I turn to my group. “Who wants to do the unwrapping?”

“I’ll do it,” Eric says. He begins to unwrap the right arm, taking care as he furls up the gauze. He moves onto the left arm, repeating the same motions. With each unfurl, we see more skin, and then we see the hands.

My heart skips a beat as I stare at the hands. The skin has a greyish pallor. The veins cross the thin, translucent skin like a spider web. The fingers are skinny and long, perfect for playing the piano. Each fingernail is perfectly shaped as if a visit to the nail salon had occurred right before death. Silence overtakes our group.

After a minute or so, Mike says, “The hands…..they really are the scariest part of the body.” We all nod in assent.

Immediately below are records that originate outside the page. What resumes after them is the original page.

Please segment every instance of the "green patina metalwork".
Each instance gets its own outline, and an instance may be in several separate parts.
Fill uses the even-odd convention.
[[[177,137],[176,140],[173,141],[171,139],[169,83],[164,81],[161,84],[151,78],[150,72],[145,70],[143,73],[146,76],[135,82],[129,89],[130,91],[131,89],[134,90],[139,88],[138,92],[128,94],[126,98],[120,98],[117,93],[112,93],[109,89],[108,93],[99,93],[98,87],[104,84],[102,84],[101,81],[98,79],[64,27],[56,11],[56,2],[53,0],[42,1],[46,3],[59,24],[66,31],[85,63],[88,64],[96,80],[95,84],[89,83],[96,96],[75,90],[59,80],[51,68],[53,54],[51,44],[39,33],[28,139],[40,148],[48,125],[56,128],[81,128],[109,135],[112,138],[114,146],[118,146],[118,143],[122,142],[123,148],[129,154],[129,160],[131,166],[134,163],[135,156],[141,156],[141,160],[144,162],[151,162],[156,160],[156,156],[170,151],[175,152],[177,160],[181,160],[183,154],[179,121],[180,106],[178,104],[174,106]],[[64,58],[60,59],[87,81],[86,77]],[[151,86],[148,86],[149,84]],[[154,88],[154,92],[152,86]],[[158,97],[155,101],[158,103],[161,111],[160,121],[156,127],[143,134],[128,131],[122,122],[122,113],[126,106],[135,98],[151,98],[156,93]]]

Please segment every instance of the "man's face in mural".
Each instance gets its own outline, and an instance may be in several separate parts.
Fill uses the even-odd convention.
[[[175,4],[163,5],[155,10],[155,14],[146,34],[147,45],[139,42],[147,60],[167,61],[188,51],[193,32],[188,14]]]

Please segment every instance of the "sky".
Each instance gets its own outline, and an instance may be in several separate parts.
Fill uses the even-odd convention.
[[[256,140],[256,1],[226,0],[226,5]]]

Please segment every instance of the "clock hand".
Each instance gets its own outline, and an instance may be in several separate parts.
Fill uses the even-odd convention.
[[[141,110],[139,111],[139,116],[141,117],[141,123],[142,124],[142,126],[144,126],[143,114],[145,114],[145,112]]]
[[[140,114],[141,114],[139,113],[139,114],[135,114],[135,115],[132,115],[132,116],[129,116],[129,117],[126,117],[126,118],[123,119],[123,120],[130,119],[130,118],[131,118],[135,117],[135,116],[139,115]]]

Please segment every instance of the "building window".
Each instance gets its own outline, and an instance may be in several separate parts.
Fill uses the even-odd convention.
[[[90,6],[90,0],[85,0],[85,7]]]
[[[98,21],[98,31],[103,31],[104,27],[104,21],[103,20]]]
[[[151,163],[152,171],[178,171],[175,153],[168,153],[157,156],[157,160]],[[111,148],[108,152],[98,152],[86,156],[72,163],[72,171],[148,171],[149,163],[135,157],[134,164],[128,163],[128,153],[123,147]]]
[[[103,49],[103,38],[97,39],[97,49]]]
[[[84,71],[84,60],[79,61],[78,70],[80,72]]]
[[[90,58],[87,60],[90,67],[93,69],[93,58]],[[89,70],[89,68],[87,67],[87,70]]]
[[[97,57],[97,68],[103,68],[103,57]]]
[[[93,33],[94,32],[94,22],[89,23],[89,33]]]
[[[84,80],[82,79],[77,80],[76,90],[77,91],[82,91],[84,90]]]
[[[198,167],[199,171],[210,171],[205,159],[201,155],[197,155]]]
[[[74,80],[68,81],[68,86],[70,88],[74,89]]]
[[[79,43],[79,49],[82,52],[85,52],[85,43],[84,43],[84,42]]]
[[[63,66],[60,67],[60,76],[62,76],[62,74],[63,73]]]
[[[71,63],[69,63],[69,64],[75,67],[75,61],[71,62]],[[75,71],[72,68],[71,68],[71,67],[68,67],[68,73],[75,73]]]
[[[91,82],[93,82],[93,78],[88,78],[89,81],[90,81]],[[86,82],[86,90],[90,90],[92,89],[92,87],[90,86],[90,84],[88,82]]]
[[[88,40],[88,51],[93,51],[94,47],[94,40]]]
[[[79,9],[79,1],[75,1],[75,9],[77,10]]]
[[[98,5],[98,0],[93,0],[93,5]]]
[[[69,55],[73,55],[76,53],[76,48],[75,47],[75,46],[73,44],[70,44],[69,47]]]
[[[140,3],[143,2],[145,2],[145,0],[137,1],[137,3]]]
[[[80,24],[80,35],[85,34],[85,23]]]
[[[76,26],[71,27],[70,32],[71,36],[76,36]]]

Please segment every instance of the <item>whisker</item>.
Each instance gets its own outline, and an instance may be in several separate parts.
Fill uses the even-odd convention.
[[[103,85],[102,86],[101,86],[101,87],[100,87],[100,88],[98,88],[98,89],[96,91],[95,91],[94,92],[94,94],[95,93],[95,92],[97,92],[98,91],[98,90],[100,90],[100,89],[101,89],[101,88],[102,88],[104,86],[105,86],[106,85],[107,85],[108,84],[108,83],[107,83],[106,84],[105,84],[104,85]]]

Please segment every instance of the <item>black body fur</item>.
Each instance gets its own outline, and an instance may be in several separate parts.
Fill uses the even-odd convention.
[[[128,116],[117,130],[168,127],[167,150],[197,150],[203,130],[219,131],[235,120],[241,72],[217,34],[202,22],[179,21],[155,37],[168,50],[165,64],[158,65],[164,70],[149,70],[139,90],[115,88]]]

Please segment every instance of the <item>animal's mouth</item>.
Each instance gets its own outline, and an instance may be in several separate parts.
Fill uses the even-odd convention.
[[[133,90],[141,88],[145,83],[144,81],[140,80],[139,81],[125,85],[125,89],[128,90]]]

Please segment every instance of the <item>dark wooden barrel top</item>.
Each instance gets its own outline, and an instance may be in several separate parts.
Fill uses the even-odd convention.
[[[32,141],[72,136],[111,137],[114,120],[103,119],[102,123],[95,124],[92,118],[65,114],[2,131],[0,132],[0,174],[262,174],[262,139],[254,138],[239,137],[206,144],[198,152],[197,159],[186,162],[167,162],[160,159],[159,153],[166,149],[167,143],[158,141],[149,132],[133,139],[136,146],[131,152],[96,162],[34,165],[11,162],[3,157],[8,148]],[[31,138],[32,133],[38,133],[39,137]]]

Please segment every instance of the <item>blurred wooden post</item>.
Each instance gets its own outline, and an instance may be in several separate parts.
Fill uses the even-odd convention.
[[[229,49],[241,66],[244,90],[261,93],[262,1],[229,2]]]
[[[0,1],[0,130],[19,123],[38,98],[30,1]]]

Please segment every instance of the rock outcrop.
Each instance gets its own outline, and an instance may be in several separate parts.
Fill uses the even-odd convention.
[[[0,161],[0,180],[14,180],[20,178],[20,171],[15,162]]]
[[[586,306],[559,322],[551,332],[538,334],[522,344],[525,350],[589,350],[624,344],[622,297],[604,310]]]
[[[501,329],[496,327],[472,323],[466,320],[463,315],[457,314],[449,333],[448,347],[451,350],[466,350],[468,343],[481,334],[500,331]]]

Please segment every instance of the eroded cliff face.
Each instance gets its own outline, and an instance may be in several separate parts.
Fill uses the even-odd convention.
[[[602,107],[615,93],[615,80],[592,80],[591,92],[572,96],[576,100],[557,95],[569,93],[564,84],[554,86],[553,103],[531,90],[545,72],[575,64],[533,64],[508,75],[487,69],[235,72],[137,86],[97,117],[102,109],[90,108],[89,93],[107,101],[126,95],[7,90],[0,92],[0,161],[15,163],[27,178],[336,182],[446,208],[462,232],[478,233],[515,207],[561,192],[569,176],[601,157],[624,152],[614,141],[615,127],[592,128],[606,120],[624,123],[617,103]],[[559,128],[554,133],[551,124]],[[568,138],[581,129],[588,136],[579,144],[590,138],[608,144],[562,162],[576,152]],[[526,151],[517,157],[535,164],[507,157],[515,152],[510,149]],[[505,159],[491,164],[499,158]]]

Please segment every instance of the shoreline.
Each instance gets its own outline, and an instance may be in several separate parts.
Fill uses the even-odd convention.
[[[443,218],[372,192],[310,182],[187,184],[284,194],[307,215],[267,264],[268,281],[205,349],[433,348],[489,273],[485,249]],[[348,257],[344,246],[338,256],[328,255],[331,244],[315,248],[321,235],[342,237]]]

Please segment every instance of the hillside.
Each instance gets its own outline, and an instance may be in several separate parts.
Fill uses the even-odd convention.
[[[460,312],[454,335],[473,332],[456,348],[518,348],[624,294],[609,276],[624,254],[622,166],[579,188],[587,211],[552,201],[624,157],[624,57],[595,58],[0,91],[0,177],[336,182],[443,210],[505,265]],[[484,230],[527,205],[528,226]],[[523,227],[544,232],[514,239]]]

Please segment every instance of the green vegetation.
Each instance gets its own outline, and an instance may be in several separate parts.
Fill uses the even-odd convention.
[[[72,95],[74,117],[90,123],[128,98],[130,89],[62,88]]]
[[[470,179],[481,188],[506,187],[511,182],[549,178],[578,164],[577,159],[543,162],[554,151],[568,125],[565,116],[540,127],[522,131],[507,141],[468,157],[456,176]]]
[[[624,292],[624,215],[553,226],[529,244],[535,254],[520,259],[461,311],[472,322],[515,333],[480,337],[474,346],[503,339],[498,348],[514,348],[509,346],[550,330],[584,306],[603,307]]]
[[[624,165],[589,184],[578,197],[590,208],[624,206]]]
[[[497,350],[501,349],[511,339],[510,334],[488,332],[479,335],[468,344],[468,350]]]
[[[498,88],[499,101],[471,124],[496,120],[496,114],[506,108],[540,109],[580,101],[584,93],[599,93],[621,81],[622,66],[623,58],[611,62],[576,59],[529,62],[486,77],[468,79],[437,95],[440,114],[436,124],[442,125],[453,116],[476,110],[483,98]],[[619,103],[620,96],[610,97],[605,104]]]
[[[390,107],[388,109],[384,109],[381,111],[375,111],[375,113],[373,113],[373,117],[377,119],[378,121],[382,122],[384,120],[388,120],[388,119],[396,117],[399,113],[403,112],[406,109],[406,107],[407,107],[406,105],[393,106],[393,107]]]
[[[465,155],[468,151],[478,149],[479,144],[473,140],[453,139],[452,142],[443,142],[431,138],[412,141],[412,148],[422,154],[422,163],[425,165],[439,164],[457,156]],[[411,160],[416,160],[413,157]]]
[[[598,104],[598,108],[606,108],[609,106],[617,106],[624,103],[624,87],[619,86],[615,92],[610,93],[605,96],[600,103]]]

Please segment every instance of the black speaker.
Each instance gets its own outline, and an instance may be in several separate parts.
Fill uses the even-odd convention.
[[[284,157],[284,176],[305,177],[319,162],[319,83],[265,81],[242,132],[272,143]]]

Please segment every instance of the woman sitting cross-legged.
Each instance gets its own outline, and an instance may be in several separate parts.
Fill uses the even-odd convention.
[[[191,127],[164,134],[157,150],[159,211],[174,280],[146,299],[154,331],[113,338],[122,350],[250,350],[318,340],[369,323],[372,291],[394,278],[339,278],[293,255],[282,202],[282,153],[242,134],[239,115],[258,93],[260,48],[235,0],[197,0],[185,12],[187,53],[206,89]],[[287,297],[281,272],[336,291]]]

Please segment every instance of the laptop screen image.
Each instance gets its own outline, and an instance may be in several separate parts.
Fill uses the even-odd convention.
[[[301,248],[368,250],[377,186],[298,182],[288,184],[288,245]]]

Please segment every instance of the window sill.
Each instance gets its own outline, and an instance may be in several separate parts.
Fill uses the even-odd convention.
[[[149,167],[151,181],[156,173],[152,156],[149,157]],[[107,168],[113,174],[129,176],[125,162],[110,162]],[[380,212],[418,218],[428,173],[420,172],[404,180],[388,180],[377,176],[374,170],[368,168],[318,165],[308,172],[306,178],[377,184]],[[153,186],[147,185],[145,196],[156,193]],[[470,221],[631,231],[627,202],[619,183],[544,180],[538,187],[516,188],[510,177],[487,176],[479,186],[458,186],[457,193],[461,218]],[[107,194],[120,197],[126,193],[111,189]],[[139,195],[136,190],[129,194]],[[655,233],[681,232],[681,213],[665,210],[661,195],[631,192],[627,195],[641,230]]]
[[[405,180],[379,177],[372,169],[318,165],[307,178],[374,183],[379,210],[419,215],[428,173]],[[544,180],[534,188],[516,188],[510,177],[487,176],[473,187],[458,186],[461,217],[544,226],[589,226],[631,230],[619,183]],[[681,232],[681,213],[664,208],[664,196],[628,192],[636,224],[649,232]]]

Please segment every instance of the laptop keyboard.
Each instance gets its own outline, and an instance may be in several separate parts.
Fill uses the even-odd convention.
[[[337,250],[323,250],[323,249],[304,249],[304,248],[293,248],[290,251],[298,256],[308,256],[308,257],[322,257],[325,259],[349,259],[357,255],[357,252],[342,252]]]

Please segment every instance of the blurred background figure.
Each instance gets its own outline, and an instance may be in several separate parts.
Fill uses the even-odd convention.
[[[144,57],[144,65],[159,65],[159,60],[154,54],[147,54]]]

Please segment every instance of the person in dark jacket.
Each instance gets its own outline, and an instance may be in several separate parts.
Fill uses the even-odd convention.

It dawned on me that we were all freaked out about seeing our cadaver’s hands because somehow the hands had humanized her. We had forgotten that our cadaver was not just a body but had once been a woman, very much alive. Perhaps those hands had belonged to a mother, and had cradled her newborn child’s head. Perhaps those hands had belonged to a master artist and had performed the finest strokes with a paintbrush on a blank canvas.  Or perhaps those hands had belonged to a scientist and had pipetted bacteria onto a petri dish.

We would never know, but somehow seeing the hands allowed us to imagine the person our cadaver had once been.